Deze omzendbrief verschaft, voor wat het Vlaams Gewest betreft, toelichting bij de voorwaarden die moeten worden vervuld om deze vrijstelling te bekomen en te behouden. Hij zal door de Vlaamse Belastingdienst gehanteerd worden bij de beoordeling van de in de vorige paragraaf bedoelde vrijstelling.

De toelichtingen bij de toepasselijke bepalingen die zijn opgenomen in het zogenaamde " Commentaar op het Wetboek van de Inkomstenbelastingen 1992 ", opgemaakt door de federale overheid, worden voor bepaalde aspecten hernomen. Voor andere aspecten daarentegen worden- gelet op de maatschappelijke evoluties en noden - andersluidende standpunten ingenomen.

  1. Wettekst.

    Artikel 253, 1°, WIB 1992 :

    Van de onroerende voorheffing wordt het kadastraal inkomen vrijgesteld :

    1. van de in artikel 12, § 1, vermelde onroerende goederen of delen van onroerende goederen.
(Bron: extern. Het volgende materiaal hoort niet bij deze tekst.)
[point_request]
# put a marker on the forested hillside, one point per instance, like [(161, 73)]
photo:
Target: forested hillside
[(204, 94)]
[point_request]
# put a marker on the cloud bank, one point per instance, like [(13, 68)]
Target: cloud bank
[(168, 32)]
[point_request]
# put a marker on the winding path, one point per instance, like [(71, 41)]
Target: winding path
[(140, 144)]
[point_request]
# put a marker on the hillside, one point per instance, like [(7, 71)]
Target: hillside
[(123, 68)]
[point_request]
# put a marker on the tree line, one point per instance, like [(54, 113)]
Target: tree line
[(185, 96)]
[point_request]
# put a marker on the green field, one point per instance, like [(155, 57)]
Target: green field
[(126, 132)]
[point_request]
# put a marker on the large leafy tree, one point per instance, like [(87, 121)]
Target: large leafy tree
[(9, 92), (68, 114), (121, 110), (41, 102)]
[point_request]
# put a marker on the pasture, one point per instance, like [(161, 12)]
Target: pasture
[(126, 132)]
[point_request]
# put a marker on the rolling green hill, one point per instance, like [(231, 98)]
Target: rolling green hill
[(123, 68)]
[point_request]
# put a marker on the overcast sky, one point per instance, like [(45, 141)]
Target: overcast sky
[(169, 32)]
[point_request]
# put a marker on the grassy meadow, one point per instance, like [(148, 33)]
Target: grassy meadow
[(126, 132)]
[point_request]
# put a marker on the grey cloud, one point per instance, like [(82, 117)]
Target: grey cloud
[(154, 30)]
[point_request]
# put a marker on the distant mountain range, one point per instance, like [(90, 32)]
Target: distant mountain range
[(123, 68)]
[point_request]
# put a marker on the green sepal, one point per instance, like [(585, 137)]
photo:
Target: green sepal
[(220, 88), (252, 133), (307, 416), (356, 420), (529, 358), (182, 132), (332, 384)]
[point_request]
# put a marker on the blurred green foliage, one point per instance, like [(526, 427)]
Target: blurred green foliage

    Artikel 12, § 1, WIB 1992 :

    § 1. Vrijgesteld is het kadastraal inkomen van de onroerende goederen of delen van onroerende goederen die een belastingplichtige of een bewoner zonder winstoogmerk heeft bestemd voor het openbaar uitoefenen van een eredienst of van de vrijzinnige morele dienstverlening, voor onderwijs, voor het vestigen van hospitalen, klinieken, dispensaria, rusthuizen, vakantiehuizen voor kinderen of gepensioneerden, of van andere soortgelijke weldadigheidsinstellingen.

  2. Toepassingsvoorwaarden : algemeen

    De vrijstelling van onroerende voorheffing voor onroerende goederen bestemd tot onderwijs wordt, conform algemeen geldende rechtsspraak, slechts verleend voor zover aan de volgende drie voorwaarden tegelijk is voldaan :

    1. ontbreken van winstbejag;

    2. systematisch onderwijs volgens de verhouding leerling-leermeester;

    3. hoofdzakelijke bestemming tot didactische doeleinden, zij het rechtstreeks, zij het onrechtstreeks.

  3. Toelichting bij de toepassingsvoorwaarden.

    4.1. Eerste voorwaarde : ontbreken van winstbejag.

    Aan de voorwaarde van het ontbreken van winstbejag is voldaan zelfs wanneer de belastingplichtige een (financieel) voordeel uit zijn onroerende goederen behaalt, op voorwaarde dat hij het bewijs levert dat dit voordeel werkelijk en uitsluitend gebruikt wordt voor de instandhouding en de uitbreiding van het onderwijs en dat de ontvangen sommen geen verdoken winst uitmaken.

    Deze voorwaarde impliceert dus dat de belastingplichtige geen winsten aan bestuurders, personeelsleden, aandeelhouders, enzovoort mag uitkeren, als hij een vrijstelling wil blijven genieten.

    Hierna volgen enkele concrete toepassingsgevallen en verduidelijkingen bij dit principiële uitgangspunt.

    4.1.1. Beoordeling in hoofde van belastingplichtige of gebruiker.

    Volgens artikel 12, § 1, WIB 1992 is voor de vrijstelling van onroerende voorheffing vereist dat " een belastingplichtige of een bewoner " het onroerend goed zonder winstoogmerk heeft bestemd tot een specifiek doel.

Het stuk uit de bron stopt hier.